Alright, I'll try to spare some time to give it a try. Updates will be attached here (successful or not), you can wait for it.

hbardak commented 5 months ago

Amazing ! Thank you !

laxmaniron commented 4 months ago

any update on this for using a bounding box as input, just like SAM ?

ZhengPeng7 commented 4 months ago

It's still not, but may come out this week.

hbardak commented 4 months ago

amazing !

ZhengPeng7 commented 2 months ago

Hi there :) I made a colab with box guidance for BiRefNet inference. You can try it now. But now, the box info is manually put into the variable box, which is not user-friendly. I'll make a GUI to obtain the box info by drawings, and process multiple boxes.

laxmaniron commented 2 months ago

Thanks, will check this out.

rishabh063 commented 2 months ago

Very nice , did you train the model again ? and how were you able to get this dataset? @ZhengPeng7

Also make some comparison with SAM to see how the performance ?

rishabh063 commented 2 months ago

Oh i saw the colab code , you are just passing the cropped part , nice hack

ZhengPeng7 commented 2 months ago

Very nice , did you train the model again ? and how were you able to get this dataset? @ZhengPeng7

Also make some comparison with SAM to see how the performance ?

Thanks for the suggestion! I'll make some comparisons between them.

Yeah, I used to want to train a new model with a prompt encoder like what SAM does. But after that, when I discussed with some others, this simple but useful modification came to the mind. So I immediately established this simple demo.

hbardak commented 2 months ago

Thanks !

pred_pil = pred_and_show(box=[666, 250, 1100, 777])

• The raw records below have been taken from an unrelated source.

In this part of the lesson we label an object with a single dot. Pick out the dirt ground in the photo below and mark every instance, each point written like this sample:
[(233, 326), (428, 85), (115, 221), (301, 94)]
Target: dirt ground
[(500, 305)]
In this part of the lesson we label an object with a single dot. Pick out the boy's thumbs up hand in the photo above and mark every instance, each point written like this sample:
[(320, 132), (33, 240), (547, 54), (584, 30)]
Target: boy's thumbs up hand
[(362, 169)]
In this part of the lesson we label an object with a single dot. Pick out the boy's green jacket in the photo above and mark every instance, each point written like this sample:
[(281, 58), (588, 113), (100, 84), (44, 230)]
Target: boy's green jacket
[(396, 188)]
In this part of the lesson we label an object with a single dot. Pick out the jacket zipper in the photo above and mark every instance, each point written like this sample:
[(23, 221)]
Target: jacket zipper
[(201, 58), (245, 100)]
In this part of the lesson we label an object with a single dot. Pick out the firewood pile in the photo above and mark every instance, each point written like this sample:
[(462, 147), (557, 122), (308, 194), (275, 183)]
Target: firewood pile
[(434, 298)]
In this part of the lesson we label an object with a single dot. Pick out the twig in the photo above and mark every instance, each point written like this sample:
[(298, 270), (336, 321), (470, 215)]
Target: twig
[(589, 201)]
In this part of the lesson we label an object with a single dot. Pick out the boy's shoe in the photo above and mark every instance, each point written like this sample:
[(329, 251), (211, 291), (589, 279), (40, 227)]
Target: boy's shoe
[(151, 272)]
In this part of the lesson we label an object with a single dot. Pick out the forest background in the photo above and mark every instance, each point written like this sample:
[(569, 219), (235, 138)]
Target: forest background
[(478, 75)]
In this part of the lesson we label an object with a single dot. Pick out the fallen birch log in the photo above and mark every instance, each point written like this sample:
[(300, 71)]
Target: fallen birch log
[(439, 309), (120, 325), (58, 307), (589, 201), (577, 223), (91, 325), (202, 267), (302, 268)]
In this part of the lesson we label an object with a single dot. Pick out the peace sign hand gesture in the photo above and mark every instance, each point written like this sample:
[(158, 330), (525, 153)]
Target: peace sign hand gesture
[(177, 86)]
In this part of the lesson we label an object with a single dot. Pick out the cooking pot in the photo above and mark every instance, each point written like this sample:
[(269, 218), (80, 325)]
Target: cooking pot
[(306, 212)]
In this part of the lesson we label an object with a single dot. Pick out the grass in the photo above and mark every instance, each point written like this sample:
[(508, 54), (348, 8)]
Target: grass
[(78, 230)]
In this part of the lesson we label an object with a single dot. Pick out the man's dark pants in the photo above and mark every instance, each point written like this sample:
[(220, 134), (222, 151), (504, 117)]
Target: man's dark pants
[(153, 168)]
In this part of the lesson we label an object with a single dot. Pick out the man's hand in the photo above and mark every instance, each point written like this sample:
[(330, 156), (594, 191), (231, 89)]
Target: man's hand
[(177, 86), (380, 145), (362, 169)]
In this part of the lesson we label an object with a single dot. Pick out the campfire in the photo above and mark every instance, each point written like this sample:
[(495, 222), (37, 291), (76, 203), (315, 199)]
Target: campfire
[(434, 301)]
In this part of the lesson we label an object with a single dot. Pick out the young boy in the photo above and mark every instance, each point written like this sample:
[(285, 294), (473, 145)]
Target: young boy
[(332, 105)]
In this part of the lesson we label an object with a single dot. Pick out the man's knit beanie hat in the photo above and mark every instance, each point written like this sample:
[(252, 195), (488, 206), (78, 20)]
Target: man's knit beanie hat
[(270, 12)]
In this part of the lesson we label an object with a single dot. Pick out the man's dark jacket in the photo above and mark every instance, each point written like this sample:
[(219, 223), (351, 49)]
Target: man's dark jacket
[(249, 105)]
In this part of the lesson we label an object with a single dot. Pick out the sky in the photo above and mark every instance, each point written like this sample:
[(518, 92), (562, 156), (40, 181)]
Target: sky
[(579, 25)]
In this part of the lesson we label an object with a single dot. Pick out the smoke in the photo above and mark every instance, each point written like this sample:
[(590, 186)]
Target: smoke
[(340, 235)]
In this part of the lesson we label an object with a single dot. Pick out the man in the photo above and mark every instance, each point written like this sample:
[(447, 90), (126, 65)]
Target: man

Could you tell us how the coordinate of the box works ? I mean is top left pixel 0,0 ?

hbardak commented 2 months ago

SAM_Birefnet1.json

By the way I have done a comfy ui workflow that use SAM to get the BBOX before passing it to Birefnet

ZhengPeng7 commented 2 months ago

Thanks !

pred_pil = pred_and_show(box=[666, 250, 1100, 777])

Could you tell us how the coordinate of the box works ? I mean is top left pixel 0,0 ?

It's (x1, y1, x2, y2) as I wrote in colab before: 截屏2024-07-27 18 49 14

ZhengPeng7 commented 2 months ago

And thanks for that workflow file, I'll check it today :)

SuyueLiu commented 1 month ago

I used to want to train a new model with a prompt encoder like what SAM does

Thanks for your nice work. Have you tried to train BirefNet with prompt(Box) encoder and how was that?

ZhengPeng7 commented 1 month ago

Unfortunately, I'm in lack of GPUs now. When I have time and enough GPUs in the coming days, I'll still try to do that to see if it brings additional improvement.